Supervised learning based on temporal coding in spiking neural networks
This provides a new approach for controlling SNNs with realistic temporal dynamics, potentially enabling processing of complex temporal spike patterns, but it is incremental as it adapts existing ANN methods to a specific coding scheme.
The paper tackled the problem of training spiking neural networks (SNNs) with gradient descent by using a temporal coding scheme where information is encoded in spike times, showing that the network input-output relation is differentiable and piece-wise linear, enabling direct application of ANN training methods on the MNIST task.

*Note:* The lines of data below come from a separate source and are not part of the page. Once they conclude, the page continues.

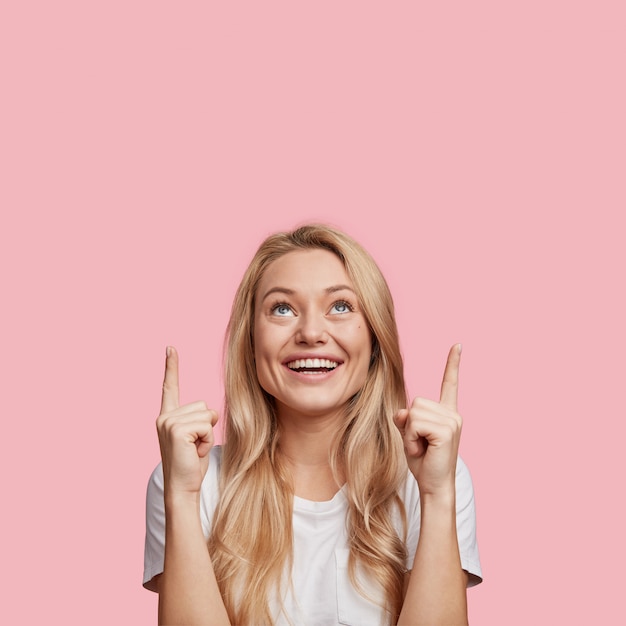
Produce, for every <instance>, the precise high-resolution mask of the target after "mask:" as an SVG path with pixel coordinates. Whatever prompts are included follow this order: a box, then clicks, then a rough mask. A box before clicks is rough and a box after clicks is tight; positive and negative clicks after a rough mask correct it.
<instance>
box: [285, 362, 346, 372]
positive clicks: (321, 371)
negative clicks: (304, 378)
mask: <svg viewBox="0 0 626 626" xmlns="http://www.w3.org/2000/svg"><path fill="white" fill-rule="evenodd" d="M338 365H339V363H337V362H336V361H331V360H329V359H296V360H295V361H290V362H289V363H287V367H288V368H289V369H290V370H293V371H294V372H301V373H304V374H323V373H324V372H330V371H332V370H334V369H335V368H336V367H337V366H338Z"/></svg>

Gradient descent training techniques are remarkably successful in training analog-valued artificial neural networks (ANNs). Such training techniques, however, do not transfer easily to spiking networks due to the spike generation hard non-linearity and the discrete nature of spike communication. We show that in a feedforward spiking network that uses a temporal coding scheme where information is encoded in spike times instead of spike rates, the network input-output relation is differentiable almost everywhere. Moreover, this relation is piece-wise linear after a transformation of variables. Methods for training ANNs thus carry directly to the training of such spiking networks as we show when training on the permutation invariant MNIST task. In contrast to rate-based spiking networks that are often used to approximate the behavior of ANNs, the networks we present spike much more sparsely and their behavior can not be directly approximated by conventional ANNs. Our results highlight a new approach for controlling the behavior of spiking networks with realistic temporal dynamics, opening up the potential for using these networks to process spike patterns with complex temporal information.